Understanding the Ferguson case

Aida Woldeiorgis, Contributing Writer

Earlier last week, students were prepared to head home for the holidays and embrace their loved ones for Thanksgiving break. Many were anxious to leave campus early and celebrate the holiday. Around the same time, an announcement was made regarding the decision of the grand jury for the Michael Brown case. Just before break began, the decision was released to the public; the jury decided there was not enough probable cause to indict police officer Darren Wilson in the shooting death of Brown, an unarmed 18-year-old.

This caused a large group of protesters to march in Ferguson, Mo.–and with good reason. The outcome of the grand jury case is just one of many similar cases over decades of judicial history, which is why the reaction in Ferguson and many other cities across the United States is not merely a result of this particular case.

These protests in Ferguson, and across the country, are reactions to the many instances of injustice caused by the country’s judicial system, among many other high-profile cases of black men who were killed by police that still face no arrest. There have been many similar instances, including a few prominent examples over the last year: first with Eric Garner’s death (choked by an officer in New York on July 17), and followed by John Crawford III’s (shot and killed on Aug. 5). These are just a few of the many examples of excessive power that our new police state practices on groups across the country.

The trend is startling because the areas with high instances of excessive police force, which are often patrolled by white officers, overwhelmingly consist of black populations. The trend is also alarming because of the socioeconomic conditions of the areas in which these people live. When almost one-third of the black Americans are living in conditions of poverty, you will consequently see more criminal acts from this group. Black people in America do not commit petty crimes because they are naturally evil or full of malice, but because the system has been set up in a way that disenfranchises them. Brown was caught on tape performing a petty crime at a convenient store just before the event that occurred between him and Wilson, even though Wilson did not know about the robbery at the time of the shooting. I believe that this skewed the public’s perception of Brown’s character as an individual, as well as much of the grand jury’s perception.

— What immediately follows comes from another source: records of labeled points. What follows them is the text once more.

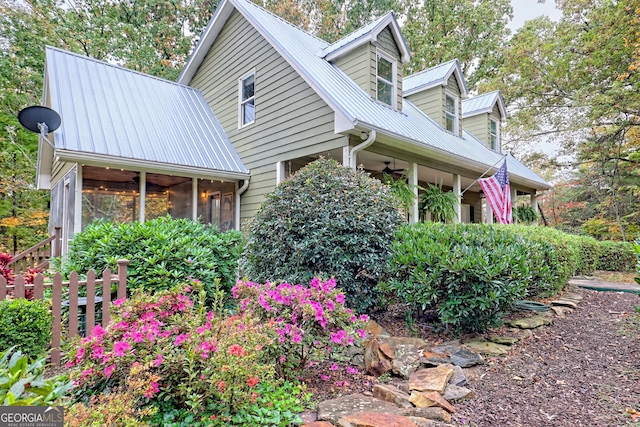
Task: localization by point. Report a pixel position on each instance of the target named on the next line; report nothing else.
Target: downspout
(354, 151)
(239, 193)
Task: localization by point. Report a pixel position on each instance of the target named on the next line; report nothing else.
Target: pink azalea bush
(309, 322)
(187, 356)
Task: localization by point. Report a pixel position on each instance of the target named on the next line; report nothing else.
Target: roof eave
(137, 164)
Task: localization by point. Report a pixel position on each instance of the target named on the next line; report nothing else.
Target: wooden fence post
(57, 319)
(122, 278)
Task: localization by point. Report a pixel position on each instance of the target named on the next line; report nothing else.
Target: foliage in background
(161, 252)
(441, 204)
(25, 325)
(181, 356)
(312, 322)
(524, 214)
(576, 83)
(327, 220)
(22, 381)
(469, 273)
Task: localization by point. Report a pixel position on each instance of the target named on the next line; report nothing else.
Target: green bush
(26, 325)
(22, 382)
(470, 273)
(616, 256)
(161, 252)
(326, 220)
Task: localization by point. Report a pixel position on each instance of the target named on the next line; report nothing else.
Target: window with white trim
(386, 80)
(451, 113)
(494, 135)
(247, 107)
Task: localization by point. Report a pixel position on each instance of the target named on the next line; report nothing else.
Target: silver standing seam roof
(347, 98)
(113, 111)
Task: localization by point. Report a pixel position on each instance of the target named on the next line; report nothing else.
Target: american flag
(498, 193)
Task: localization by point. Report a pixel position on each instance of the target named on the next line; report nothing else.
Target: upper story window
(247, 100)
(451, 114)
(386, 80)
(494, 135)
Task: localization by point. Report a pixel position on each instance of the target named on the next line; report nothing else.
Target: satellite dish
(39, 119)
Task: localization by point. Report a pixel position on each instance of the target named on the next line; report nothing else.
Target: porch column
(345, 156)
(534, 201)
(194, 198)
(279, 172)
(414, 214)
(488, 212)
(143, 195)
(458, 192)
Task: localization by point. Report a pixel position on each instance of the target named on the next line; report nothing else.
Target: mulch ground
(583, 370)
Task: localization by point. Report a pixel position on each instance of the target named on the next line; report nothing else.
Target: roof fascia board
(372, 36)
(208, 37)
(135, 164)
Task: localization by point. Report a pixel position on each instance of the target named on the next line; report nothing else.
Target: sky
(524, 10)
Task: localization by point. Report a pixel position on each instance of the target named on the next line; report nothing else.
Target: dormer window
(386, 80)
(451, 114)
(247, 100)
(494, 135)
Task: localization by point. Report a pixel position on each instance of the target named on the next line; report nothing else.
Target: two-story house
(257, 100)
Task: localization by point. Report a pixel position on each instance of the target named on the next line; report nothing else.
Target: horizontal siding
(356, 65)
(478, 126)
(431, 102)
(291, 119)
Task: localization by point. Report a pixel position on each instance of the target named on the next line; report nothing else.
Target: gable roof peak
(434, 76)
(366, 34)
(484, 103)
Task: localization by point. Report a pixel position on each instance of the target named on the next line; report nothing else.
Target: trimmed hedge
(161, 252)
(326, 220)
(27, 325)
(469, 273)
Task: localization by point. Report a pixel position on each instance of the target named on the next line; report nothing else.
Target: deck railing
(38, 255)
(73, 303)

I want to challenge the public to adopt a new view and try to see Brown as a part of a larger system, regurgitating the same results: the dehumanization of black bodies, particularly those in poverty.

Brown was put in a position to steal food because he did not have the privilege of simply buying what he desired. If the public saw the case from this angle, would we see him as a danger to the public? I don’t think so. Other people in impoverished conditions face similar obstacles, but the racial history of black Americans being dehumanized, combined with abject poverty, leads to more confrontational interactions with the state. This opinion piece should not come off as a contest of who is the least privileged, but instead raise awareness about the violent reality some face in our country.

What is more interesting to me is that Brown’s racial ethnicity is what colors many Americans’ perception of him as an individual. His background as a young teenager forced into poverty is overlooked. In my experience, the color of your skin does not determine your actions as much as your environment (and this includes the way that an environment changes depending on your racial identity). Why don’t we look at the conditions that some black Americans are put under rather than blame his race? Is it easier to point fingers and say “Michael Brown had it coming to him?”

It is simple to react and accept the grand jury decision rather than analyze the situation and our own individual perspectives. Maybe this is why most University students didn’t show up to the Speak Out event that occurred on Nov. 25. It was easier to pack our bags and eat lunch with friends that afternoon than it was to take 45 minutes out of our day to listen to and understand the situation from a new angle with our peers on the quad. I believe that this stems from a culture that perpetuates a lack of communication between different groups on campus, and this is something that I hope will change in the near future. The campus community is better than what we have seen in the past, and it should strive to grow into a place that fosters concern, analysis, and understanding. Currently there has been a lack of concern, which is usually the first step toward attaining true justice.